– Sinon, ça va ? demanda Noémie en désignant le ventre très rond de Camille du doigt.
– Contrairement à ce que je craignais, ça va plutôt bien, en dehors de mes crises d'angoisse. Si on élude le fait d'avoir souvent mal aux pieds, au ventre, aux fesses, à la chatte, d'avoir dû racheter des chaussures et d'oublier plein de trucs. Mais bon, les gens me filent leurs places assises dans le métro donc ça se prend.
– T'as envie de manger des fraises ou c'est un cliché de magazine féminin ?
– Non. J'ai jamais aimé les fraises d'ailleurs.
– Les magazines m'auraient donc menti sur la nature féminine ? Scandale.
– Par contre, j'adore les chips à l'emmental et les frites avec de la mayo.

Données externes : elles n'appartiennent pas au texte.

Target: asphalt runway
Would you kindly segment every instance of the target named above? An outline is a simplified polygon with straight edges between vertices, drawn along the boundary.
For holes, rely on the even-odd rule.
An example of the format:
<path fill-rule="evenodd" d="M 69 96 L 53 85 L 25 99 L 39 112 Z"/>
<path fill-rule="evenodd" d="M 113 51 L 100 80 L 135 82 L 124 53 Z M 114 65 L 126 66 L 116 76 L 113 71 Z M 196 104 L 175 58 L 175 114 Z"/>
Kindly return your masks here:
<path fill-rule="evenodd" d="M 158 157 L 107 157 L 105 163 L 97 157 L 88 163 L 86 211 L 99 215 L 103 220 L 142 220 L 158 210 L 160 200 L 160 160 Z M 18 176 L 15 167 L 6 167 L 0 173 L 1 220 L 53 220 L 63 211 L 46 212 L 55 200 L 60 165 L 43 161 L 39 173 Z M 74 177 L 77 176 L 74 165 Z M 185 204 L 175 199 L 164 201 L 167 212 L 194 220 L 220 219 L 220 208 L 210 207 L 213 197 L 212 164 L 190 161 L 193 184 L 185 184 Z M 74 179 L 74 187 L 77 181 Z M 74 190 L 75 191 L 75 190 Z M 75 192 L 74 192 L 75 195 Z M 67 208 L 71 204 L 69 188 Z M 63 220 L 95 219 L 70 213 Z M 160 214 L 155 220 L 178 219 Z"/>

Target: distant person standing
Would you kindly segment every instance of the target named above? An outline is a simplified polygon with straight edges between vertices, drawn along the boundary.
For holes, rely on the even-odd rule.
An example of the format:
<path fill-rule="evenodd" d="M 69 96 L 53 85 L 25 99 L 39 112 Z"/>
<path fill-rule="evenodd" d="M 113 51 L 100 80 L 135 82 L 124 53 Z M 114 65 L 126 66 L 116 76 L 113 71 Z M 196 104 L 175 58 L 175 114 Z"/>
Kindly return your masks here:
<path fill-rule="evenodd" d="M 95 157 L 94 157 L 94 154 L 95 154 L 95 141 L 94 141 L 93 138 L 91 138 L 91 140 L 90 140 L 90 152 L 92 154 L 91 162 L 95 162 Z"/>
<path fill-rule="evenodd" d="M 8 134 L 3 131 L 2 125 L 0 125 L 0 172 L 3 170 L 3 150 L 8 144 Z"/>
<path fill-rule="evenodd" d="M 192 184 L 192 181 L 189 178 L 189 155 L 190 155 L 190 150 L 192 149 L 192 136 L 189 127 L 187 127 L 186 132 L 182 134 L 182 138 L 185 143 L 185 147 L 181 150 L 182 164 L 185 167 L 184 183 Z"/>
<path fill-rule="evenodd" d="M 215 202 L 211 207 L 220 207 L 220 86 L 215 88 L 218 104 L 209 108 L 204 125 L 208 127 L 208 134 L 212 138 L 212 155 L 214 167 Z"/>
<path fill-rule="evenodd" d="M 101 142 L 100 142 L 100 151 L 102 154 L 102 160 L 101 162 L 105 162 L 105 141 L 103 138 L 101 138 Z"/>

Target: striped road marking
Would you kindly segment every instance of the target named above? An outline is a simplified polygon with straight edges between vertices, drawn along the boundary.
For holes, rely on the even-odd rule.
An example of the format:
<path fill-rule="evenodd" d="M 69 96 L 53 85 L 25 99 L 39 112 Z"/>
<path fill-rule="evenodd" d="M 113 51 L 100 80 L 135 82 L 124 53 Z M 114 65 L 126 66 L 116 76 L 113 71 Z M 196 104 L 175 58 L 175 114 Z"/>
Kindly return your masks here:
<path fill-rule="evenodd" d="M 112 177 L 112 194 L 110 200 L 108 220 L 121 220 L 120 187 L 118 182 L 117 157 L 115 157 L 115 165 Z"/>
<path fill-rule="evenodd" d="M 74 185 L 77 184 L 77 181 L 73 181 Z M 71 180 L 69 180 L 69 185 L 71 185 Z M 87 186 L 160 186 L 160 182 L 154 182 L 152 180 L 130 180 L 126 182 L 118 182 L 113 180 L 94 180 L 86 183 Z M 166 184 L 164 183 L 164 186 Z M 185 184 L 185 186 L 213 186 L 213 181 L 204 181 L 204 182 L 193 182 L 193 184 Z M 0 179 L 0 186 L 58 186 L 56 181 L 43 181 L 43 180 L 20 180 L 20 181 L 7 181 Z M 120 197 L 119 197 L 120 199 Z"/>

– C'était pas déjà le cas avant ?
– Oui, mais là on m'excuse quand je m'enfile tout le paquet de chips alors qu'avant, on me regardait assez bizarrement quand je mangeais dans la rue, répondit Camille.
– J'aurais pensé qu'on viendrait te dire que c'est pas bon pour le bébé.
– On a essayé de me le faire.
– Essayé ? s'étonna Noémie.
– J'ai vomi sur le mec dès qu'il a ouvert la bouche. J'avais mangé trop vite.
– Bien fait pour lui.
La voix automatique du tramway annonça qu'elles étaient à « Grand Cottignies ». Noémie se recoiffa et scruta son cadeau emballé du regard. Assise à côté d'elle, Camille se contenta de regarder ses pieds.
– Tes parents savent que je viens ? dit-elle.
– Oui. J'ai dit que j'amenais une collègue de boulot.
– Ça les dérange pas ?
– Non, ça les rassure. Ils me demandent à chaque coup de fil si ça se passe bien au travail, si mes collègues sont sympa et... Je pense que c'est à cause de mon harcèlement. Ils s'inquiètent vraiment pour moi depuis ça.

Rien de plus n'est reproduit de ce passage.